While McConnell had earlier agreed with the Democratic strategy of attaching the food safety modernization bill to the omnibus and to the long-term CR, that deal did not reach to the third option, the short term CR, which is now the only option left standing. All Republican offices that NSAC has communicated with today say the food safety bill is dead. Unless McConnell reverses gear and agrees to put the food safety bill on the short-term CR, it appears the bill, despite passing by overwhelming margins in both the House and the Senate, is out of options and will die.
As we go to press, there are still discussions happening on Capitol Hill trying to salvage important appropriations priorities as well as the food safety bill, but prospects appear dim in this era where the politics of obstructionism has risen to the level of an art form. If things change, we will be sure to let readers know.
Until Thursday morning, it appeared that there might well be sufficient Republican votes to pass the combined omnibus appropriations and food safety modernization bill. Retiring Republican Senators Robert Bennett (R-UT) and Kit Bond (R-MO) had been openly organizing another handful of Republican Senators to support the measure. The others were widely rumored to include Senators Cochran (MS), Murkowski (AK), Collins (ME), and Voinovich (OH), among others.

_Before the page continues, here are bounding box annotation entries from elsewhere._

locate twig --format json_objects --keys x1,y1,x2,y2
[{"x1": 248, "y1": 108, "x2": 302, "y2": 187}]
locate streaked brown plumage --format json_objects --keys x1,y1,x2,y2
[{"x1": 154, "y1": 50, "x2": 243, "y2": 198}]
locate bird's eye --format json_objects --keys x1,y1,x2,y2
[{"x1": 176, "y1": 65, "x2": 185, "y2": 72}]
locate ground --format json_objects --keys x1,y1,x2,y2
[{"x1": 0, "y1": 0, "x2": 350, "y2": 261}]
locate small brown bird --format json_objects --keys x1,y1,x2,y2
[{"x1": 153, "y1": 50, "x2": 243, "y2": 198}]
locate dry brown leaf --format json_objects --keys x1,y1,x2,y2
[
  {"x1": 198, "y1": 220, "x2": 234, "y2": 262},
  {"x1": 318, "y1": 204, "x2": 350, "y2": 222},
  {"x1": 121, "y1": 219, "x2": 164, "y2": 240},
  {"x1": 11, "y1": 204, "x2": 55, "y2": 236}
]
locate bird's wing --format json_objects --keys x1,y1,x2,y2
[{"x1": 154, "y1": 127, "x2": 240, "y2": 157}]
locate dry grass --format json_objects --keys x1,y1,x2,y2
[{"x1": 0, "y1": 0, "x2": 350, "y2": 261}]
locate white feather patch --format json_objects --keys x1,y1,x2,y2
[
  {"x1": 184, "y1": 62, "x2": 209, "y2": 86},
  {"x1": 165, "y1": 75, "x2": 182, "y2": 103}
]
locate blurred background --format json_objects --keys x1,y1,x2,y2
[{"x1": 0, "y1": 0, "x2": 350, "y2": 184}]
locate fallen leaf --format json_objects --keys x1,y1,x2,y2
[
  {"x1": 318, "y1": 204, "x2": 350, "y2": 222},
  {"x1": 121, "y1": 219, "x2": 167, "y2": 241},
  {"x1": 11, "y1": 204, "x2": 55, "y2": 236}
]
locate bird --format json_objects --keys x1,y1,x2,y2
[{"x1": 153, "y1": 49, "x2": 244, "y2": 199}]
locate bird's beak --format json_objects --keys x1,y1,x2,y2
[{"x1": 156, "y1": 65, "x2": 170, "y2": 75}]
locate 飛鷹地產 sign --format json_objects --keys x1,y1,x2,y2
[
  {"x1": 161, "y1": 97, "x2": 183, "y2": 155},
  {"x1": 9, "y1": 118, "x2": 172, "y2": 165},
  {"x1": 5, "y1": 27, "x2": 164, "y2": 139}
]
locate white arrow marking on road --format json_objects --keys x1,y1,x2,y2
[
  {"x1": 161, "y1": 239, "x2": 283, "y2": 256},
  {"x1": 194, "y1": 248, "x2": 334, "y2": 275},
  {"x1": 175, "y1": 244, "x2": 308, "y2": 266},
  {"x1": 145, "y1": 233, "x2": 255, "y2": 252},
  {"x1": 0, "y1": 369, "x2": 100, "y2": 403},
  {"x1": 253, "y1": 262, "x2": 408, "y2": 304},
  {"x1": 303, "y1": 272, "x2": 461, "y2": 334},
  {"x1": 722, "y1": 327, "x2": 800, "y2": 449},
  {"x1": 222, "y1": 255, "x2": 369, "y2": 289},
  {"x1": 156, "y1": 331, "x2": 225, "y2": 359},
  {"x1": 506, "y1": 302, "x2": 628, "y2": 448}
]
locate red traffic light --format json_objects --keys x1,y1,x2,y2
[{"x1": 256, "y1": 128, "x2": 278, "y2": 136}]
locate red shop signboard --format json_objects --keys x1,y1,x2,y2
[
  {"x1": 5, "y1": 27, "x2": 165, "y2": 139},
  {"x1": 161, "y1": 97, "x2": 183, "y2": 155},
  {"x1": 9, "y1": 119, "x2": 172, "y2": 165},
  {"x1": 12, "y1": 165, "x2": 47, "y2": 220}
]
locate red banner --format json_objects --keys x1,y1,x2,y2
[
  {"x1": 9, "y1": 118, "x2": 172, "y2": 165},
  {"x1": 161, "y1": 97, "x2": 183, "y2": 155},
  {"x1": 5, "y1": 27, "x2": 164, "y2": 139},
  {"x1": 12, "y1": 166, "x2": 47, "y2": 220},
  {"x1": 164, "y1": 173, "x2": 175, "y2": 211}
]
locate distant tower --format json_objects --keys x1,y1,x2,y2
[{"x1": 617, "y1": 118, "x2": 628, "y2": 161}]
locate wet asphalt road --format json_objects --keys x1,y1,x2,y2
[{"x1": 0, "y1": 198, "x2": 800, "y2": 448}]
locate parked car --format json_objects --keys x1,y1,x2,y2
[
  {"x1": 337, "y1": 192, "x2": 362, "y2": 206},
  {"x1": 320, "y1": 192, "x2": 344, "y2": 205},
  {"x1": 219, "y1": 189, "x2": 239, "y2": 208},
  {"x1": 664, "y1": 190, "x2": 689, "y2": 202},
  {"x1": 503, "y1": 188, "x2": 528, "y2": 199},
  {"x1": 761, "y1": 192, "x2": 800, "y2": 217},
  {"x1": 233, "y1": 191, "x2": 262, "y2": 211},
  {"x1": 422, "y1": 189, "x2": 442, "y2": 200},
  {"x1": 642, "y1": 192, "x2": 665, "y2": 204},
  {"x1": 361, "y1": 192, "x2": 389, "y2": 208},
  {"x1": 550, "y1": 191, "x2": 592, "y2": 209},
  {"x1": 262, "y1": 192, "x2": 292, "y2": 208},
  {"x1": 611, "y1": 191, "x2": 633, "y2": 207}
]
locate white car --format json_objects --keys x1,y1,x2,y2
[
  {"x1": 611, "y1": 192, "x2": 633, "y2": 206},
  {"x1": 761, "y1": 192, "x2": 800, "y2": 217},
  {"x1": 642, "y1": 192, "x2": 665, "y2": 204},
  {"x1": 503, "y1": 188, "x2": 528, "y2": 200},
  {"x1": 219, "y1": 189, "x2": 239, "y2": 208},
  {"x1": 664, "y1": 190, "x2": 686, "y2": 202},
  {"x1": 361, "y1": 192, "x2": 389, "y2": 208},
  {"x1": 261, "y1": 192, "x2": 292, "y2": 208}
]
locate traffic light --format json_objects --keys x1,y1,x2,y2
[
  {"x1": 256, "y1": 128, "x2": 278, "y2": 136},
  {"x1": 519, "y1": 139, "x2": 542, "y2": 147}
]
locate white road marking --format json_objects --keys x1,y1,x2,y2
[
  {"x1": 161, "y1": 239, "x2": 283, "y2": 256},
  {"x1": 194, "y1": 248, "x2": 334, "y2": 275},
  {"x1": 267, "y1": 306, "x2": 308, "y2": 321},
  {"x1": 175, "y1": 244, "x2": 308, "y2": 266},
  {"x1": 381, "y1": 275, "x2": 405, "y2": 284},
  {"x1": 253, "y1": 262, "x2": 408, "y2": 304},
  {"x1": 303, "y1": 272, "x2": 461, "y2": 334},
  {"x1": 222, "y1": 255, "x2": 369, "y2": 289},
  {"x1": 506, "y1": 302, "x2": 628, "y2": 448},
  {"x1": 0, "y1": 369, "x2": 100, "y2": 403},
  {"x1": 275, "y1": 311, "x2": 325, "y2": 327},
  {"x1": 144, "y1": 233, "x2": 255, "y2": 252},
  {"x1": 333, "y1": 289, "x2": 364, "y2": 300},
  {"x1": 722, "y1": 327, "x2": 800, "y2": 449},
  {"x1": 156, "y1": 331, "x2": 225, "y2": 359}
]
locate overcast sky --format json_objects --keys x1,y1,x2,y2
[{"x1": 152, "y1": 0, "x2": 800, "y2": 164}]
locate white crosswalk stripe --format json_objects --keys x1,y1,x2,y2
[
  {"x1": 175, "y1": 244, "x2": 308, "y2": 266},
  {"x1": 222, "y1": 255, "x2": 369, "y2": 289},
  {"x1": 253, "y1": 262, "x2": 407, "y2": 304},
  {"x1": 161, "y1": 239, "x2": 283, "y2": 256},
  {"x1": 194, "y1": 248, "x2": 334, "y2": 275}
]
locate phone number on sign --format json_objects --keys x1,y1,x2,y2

If the short-term CR that passes Congress in the coming days is kept fairly clean, with few if any funding adjustments to 2010 levels, it would undue the changes, both positive and negative, on sustainable agriculture priorities in the omnibus bill. For instance, the most significant increase in funding for the Sustainable Agriculture Research and Education program in history, a catch-up $10 million investment that was long overdue, would fail and SARE would revert to level funding. The Agriculture and Food Research Initiative (AFRI) would also lose out on a $26 million increase contained in the omnibus. First-time funding of $35 million for USDA to invest in a Healthy Food Financing Initiative would be lost, as would explicit authority for USDA rural development programs to invest a portion of total funding in regional innovation.
On the other hand, reductions in funding for the Environmental Quality Incentives Program, Wetlands Reserve Program, and Biomass Crop Assistance Program contained in the omnibus would disappear and funding would resume at farm bill mandatory funding levels.
If the food safety bill dies, it will not mark the end of new food safety regulations. Rather, the Food and Drug Administration and President Obama’s designated political appointees for food safety will proceed as previously announced to write produce standard rules and enhanced food processing controls on the basis of current broad authorities. The key missing ingredient will be the specific directives contained in the legislation to, for instance, avoid one-size-fits-all regulation, remove some on-farm processing activities from regulatory control based on a risk assessment, conform food safety rules with farm conservation and environmental requirements, and coordinate food safety rules and activities with USDA’s National Organic Program, among others.
We will write at least one more post on this combined appropriations and food safety situation as Congress finalizes its work for the year in the coming days.